Moreover, in order for the scheme as postulated by Mr Nambiar to work, Solitair would have needed to secure not only control of the Go Singles domain name but also control of the Go Singles website and, in addition, control of its contact details with Mailchimp so as to be able to direct Mailchimp to send an email mailshot to Ms Wiseman in December 2019. There is no evidence, nor evidential basis for an assertion, that the access to the domain name obtained on 11 November 2019 would have allowed this further access.
For these principal reasons I have no hesitation in rejecting this hypothesis.
It follows that I am satisfied that the claimant has proved its sole pursued allegation of breach of the interim injunction, which is that Mr Nambiar caused to be sent an email mailshot on behalf of GSL on 19 December 2019 to Ms Wiseman and to other unidentified persons, using customer details used in the claimant’s business prior to 4 April 2019, namely the email addresses of Ms Wiseman and other unidentified persons, and not obtained independently of the claimant by other means.
I am not satisfied that the claimant has proved that Mr Nambiar has breached the interim injunction on any other basis or on any other occasion.
It follows that on the evidence before me Mr Nambiar falls to be punished on the basis that this was one isolated occasion of breach, committed around 3 weeks after the injunction was made, and not repeated subsequently. I have no information at this stage as to the circumstances in which Mr Nambiar was responsible for this email mailshot having been sent by Mailchimp and thus as to the level of Mr Nambiar’s culpability for that having happened. I must assume in the absence of evidence to the contrary that he did instruct Mailchimp to send a mailshot to the previous mailing list without taking steps to remove those contacts covered by the injunction. He is of course entitled to adduce evidence prior to sentence to explain in full and proper detail the circumstances in which the mailshot was sent and the steps he took to seek to ensure compliance with the terms of the interim injunction, which will be relevant to mitigation and, hence, to sentence.

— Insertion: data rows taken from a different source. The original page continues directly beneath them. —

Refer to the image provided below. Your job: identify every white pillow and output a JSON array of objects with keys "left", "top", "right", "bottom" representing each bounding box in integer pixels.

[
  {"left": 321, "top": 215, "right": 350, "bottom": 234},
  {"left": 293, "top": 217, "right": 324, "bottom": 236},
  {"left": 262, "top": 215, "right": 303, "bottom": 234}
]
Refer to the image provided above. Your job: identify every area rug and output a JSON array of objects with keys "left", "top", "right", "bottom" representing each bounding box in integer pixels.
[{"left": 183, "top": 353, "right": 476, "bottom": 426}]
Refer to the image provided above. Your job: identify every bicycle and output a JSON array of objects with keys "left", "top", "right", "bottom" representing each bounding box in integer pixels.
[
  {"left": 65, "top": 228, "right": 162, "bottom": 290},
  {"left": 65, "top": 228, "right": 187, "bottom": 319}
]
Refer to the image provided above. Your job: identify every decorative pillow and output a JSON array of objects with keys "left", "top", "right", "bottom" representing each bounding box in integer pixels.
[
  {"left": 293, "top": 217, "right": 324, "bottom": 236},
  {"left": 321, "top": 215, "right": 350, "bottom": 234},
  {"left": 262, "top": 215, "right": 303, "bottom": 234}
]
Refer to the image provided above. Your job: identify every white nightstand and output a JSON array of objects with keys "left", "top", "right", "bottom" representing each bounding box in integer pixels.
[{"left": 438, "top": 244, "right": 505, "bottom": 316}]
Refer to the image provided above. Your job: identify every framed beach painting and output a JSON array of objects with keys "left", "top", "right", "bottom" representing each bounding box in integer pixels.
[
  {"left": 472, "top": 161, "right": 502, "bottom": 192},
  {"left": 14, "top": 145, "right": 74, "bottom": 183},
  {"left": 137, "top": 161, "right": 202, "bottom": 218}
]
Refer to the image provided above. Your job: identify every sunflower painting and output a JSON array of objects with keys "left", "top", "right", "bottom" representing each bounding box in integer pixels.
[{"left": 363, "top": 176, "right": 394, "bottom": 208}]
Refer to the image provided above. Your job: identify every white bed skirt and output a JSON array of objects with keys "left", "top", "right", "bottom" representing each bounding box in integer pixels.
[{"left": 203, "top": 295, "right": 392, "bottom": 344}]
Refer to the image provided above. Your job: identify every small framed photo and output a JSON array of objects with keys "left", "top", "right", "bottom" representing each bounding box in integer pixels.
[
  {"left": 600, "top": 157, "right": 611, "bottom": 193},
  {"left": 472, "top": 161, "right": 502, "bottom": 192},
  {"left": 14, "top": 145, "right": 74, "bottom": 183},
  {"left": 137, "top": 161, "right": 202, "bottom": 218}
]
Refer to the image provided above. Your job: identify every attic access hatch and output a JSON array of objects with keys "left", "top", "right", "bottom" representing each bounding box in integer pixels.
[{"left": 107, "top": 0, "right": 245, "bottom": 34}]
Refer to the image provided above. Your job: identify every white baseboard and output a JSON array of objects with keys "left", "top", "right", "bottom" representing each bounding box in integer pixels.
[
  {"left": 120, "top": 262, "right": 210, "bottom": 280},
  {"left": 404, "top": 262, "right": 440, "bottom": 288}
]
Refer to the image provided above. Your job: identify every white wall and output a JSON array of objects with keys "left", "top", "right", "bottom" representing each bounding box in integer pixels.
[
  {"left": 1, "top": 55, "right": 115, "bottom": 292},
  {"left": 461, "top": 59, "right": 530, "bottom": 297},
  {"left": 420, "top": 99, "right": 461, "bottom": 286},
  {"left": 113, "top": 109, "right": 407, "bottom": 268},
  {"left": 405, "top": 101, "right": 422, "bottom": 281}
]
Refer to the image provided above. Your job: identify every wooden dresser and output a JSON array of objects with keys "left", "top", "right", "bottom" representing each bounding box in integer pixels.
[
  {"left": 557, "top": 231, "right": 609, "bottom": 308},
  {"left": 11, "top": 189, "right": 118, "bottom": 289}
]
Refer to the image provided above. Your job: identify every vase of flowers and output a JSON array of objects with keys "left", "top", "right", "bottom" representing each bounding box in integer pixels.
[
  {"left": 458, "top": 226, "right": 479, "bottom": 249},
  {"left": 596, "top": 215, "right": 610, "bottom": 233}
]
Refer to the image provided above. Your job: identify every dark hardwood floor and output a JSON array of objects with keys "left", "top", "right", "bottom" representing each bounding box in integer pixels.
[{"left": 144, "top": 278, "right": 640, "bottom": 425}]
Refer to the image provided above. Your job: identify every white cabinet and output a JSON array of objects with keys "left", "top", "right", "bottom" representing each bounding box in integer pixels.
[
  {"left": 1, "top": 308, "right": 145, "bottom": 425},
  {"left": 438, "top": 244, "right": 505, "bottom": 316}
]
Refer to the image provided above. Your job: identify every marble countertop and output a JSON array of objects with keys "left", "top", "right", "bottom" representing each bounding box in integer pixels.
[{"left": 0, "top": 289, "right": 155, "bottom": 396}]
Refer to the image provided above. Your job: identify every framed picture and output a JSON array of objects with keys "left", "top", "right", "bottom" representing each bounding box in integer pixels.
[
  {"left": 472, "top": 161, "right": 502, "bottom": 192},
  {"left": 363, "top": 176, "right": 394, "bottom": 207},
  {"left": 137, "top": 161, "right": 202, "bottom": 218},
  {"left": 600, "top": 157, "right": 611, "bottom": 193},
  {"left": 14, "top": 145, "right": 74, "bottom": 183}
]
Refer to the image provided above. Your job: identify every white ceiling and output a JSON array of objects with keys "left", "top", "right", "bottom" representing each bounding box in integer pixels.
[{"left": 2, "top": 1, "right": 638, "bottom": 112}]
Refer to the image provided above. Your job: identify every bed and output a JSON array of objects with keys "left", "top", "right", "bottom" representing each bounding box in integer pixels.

Without anticipating the outcome of the further hearing which will have to be held to deal with sentence, I have already considered the relevant principles so far as sentencing for contempt of court are concerned which have recently been set out in helpful detail in the judgment of Snowden J in the Minstrel Recruitment case referred to above, at [238] to [246]. However, it may be of some benefit to Mr Nambiar if I indicate that on the basis of the evidence I have heard and the findings I have made thus far and, thus, without taking into account any matters which may mitigate the apparent seriousness of the breach, my provisional conclusion is that the breach is so serious as to pass the custodial threshold and that a short custodial sentence of 2 months, which may properly be suspended for 12 months, would be justified.